Built by grand viziers to be the greatest palace of its time, Bahia Palace was later looted by the Sultan and then occupied by the French. The vast palace still sometimes hosts the Moroccan royal family, but is more typically frequented by tourists who come to marvel at the fine architecture and intricate decorations.
Bahia Palace was built in the 1860s by Si Moussa, the powerful Grand Vizier of Sultan Hassan I of Morocco. His intention was to build the greatest palace of its time, a lofty goal that only began to come close to fruition when his son took control of the palace in 1894.
Si Moussa’s son, Ahmed ben Moussa (also known as Ba Ahmed), was even more powerful than his father, serving as Grand Vizier and as regent of Morocco during the reign of the child Sultan Abd al-Aziz. He expanded upon the existing palace, bringing in the renowned architect Mohammed al-Makki and some of the finest craftsmen in the country to create the palace we see today. He also built rooms to house his four wives and 24 concubines.
Ahmed ben Moussa died in 1900 and the palace was looted en masse.

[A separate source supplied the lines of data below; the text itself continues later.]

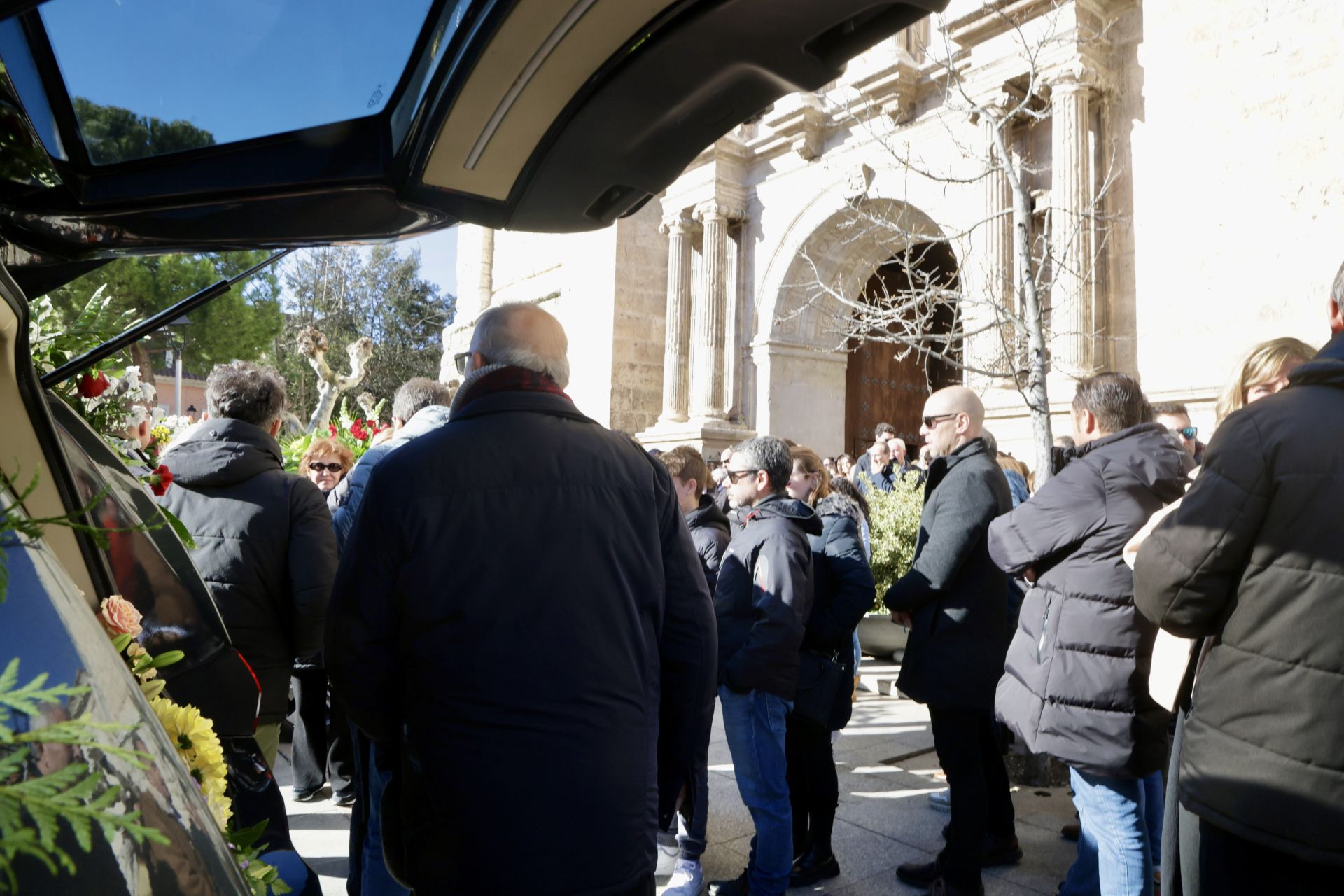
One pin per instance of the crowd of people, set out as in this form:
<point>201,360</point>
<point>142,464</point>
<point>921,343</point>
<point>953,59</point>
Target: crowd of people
<point>508,628</point>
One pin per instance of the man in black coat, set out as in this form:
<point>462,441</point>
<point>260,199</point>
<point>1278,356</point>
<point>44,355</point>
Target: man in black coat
<point>1075,682</point>
<point>264,538</point>
<point>762,602</point>
<point>1253,558</point>
<point>956,602</point>
<point>518,620</point>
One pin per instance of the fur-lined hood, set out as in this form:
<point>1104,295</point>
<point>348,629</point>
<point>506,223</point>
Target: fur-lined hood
<point>838,504</point>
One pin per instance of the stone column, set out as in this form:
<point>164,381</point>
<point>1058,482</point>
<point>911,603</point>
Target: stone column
<point>708,314</point>
<point>1072,225</point>
<point>678,343</point>
<point>996,255</point>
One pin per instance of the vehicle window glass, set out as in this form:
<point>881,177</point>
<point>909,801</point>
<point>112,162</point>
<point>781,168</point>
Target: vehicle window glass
<point>153,77</point>
<point>48,626</point>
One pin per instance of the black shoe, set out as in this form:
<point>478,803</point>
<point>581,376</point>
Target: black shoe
<point>739,886</point>
<point>1000,850</point>
<point>920,874</point>
<point>812,868</point>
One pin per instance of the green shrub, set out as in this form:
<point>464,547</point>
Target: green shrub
<point>894,526</point>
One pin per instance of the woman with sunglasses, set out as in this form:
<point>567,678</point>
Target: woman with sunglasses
<point>843,592</point>
<point>323,750</point>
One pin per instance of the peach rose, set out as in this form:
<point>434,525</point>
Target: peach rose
<point>120,617</point>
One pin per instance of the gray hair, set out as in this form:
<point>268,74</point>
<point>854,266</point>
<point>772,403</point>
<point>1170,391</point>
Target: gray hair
<point>771,454</point>
<point>248,393</point>
<point>417,394</point>
<point>496,340</point>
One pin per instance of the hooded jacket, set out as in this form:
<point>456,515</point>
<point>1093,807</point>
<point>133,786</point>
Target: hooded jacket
<point>264,546</point>
<point>526,617</point>
<point>843,589</point>
<point>710,531</point>
<point>1075,682</point>
<point>764,597</point>
<point>958,598</point>
<point>422,421</point>
<point>1254,558</point>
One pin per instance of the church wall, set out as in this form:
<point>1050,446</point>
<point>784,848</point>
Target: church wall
<point>1240,191</point>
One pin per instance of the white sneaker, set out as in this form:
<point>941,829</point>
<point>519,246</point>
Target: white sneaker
<point>668,852</point>
<point>687,880</point>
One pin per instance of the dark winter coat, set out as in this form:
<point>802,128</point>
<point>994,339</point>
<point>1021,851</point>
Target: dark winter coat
<point>1254,556</point>
<point>521,592</point>
<point>343,516</point>
<point>843,589</point>
<point>958,598</point>
<point>710,531</point>
<point>764,597</point>
<point>1075,684</point>
<point>264,546</point>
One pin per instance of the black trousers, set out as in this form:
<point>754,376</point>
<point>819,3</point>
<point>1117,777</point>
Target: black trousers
<point>969,750</point>
<point>813,785</point>
<point>1228,864</point>
<point>323,750</point>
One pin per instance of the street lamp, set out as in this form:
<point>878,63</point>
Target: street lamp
<point>181,332</point>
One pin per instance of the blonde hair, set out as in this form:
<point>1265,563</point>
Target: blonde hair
<point>811,464</point>
<point>1261,365</point>
<point>324,447</point>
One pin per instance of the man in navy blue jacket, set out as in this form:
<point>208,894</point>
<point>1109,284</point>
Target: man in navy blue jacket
<point>517,620</point>
<point>762,601</point>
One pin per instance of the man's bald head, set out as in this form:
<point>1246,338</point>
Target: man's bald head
<point>522,335</point>
<point>952,416</point>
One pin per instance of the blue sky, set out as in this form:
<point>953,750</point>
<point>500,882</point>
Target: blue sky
<point>235,67</point>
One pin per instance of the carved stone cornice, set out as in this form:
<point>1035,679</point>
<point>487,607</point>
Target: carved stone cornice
<point>718,209</point>
<point>678,222</point>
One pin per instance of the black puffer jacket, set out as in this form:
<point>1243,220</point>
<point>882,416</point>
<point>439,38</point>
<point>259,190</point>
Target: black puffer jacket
<point>1254,556</point>
<point>1075,682</point>
<point>711,533</point>
<point>764,597</point>
<point>264,546</point>
<point>958,598</point>
<point>843,589</point>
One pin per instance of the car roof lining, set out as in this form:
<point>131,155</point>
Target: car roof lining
<point>536,64</point>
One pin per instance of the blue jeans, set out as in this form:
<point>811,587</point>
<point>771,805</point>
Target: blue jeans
<point>755,724</point>
<point>1121,834</point>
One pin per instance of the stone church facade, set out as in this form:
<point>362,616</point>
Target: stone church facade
<point>1198,146</point>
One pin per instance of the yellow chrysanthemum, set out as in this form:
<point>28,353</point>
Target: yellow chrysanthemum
<point>194,736</point>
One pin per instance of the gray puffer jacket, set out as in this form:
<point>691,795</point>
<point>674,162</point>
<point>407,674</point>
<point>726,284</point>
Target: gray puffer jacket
<point>343,514</point>
<point>264,547</point>
<point>1075,680</point>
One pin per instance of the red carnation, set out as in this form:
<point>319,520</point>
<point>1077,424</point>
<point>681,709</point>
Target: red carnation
<point>159,480</point>
<point>93,386</point>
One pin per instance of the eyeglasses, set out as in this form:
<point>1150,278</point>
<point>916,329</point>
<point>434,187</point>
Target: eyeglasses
<point>934,421</point>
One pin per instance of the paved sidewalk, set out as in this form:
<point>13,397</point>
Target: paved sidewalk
<point>888,769</point>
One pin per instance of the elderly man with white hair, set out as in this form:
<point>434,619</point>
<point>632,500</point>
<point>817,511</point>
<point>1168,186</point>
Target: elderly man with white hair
<point>521,624</point>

His concubines swiftly took their share before Sultan Abd al-Aziz (the former child Sultan) arrived, carting off as much as possible to his own palace. By looting standards, it was all fairly civilized, and the palace itself was undamaged.

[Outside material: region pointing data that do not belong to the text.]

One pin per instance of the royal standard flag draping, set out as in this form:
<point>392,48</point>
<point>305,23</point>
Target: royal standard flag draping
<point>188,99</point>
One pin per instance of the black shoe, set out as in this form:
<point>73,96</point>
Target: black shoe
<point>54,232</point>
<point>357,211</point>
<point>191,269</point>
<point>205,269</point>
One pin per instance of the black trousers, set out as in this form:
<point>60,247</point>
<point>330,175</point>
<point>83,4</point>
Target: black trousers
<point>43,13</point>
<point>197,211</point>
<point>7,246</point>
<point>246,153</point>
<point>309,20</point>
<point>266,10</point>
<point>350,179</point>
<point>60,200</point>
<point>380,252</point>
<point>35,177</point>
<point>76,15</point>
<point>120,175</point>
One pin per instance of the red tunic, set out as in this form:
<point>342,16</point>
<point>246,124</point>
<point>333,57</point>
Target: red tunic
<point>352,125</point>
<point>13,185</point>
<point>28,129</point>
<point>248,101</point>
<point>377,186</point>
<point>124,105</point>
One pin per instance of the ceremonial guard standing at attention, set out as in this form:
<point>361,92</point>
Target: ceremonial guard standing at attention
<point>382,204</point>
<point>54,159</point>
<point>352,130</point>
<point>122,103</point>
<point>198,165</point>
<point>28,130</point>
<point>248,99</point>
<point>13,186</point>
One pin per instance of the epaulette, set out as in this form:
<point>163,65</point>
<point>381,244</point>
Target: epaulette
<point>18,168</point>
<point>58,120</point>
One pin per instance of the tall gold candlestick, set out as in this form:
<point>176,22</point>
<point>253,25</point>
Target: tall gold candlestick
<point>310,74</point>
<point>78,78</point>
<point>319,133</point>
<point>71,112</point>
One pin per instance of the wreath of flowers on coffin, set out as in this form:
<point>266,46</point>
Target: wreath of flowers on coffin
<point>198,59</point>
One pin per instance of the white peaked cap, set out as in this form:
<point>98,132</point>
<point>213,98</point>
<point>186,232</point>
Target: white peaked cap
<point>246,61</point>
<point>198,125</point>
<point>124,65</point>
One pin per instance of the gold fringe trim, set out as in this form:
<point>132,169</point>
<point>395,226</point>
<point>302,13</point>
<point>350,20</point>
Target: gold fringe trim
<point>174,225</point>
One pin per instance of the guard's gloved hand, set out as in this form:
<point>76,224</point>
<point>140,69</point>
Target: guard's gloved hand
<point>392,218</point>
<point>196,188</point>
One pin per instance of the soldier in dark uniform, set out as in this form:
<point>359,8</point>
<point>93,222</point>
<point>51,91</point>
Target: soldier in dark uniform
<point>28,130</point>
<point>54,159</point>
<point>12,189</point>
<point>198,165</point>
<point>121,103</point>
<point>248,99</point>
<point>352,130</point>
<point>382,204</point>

Soon after, Bahia Palace was occupied by Thami El Glaoui, a warlord who served as the Pasha of Marrakesh from 1912 to 1956. El Glaoui was an ally of the French protectorate in Morocco, and often hosted the increasingly powerful Europeans at the palace. The French were mightily impressed—a little too much so for El Glaoui. They kicked him out in 1911 and promptly installed the protectorate’s resident-general and some of his officers.
Despite all the comings and goings, Bahia Palace remains remarkably well preserved and largely the same as it was during the time of Ahmed ben Moussa. Minus, of course, all his furniture and other removable trappings, which were thoroughly looted and have never been replaced; visitors today will find most of the rooms empty.
But this lack of furnishings doesn’t detract from the splendor of the palace. Spread over 20 acres with gardens, courtyards and 150 rooms (only some of which are accessible to the public), the palace impresses thanks to its magnificent decorations, among the finest examples of Andalusian and Moorish architecture in Morocco.
The rooms for wives and concubines have carved-cedar ceilings; salons are lined by stained-glass windows; reception halls dazzle with their zellige tile mosaics in geometric patterns and delicate stuccoworks. The palace harem is decorated with woven-silk panels and more stained-glass windows, while the huge Grand Courtyard is a sight to see with its marble-tiled surface stretching out between the carved wooden galleries.
All this finery certainly impressed one notable visitor, the American novelist Edith Wharton, who stayed at the palace during the Protectorate years: “They came, they built the Bahia, and it remains the loveliest and most fantastic of Moroccan palaces.”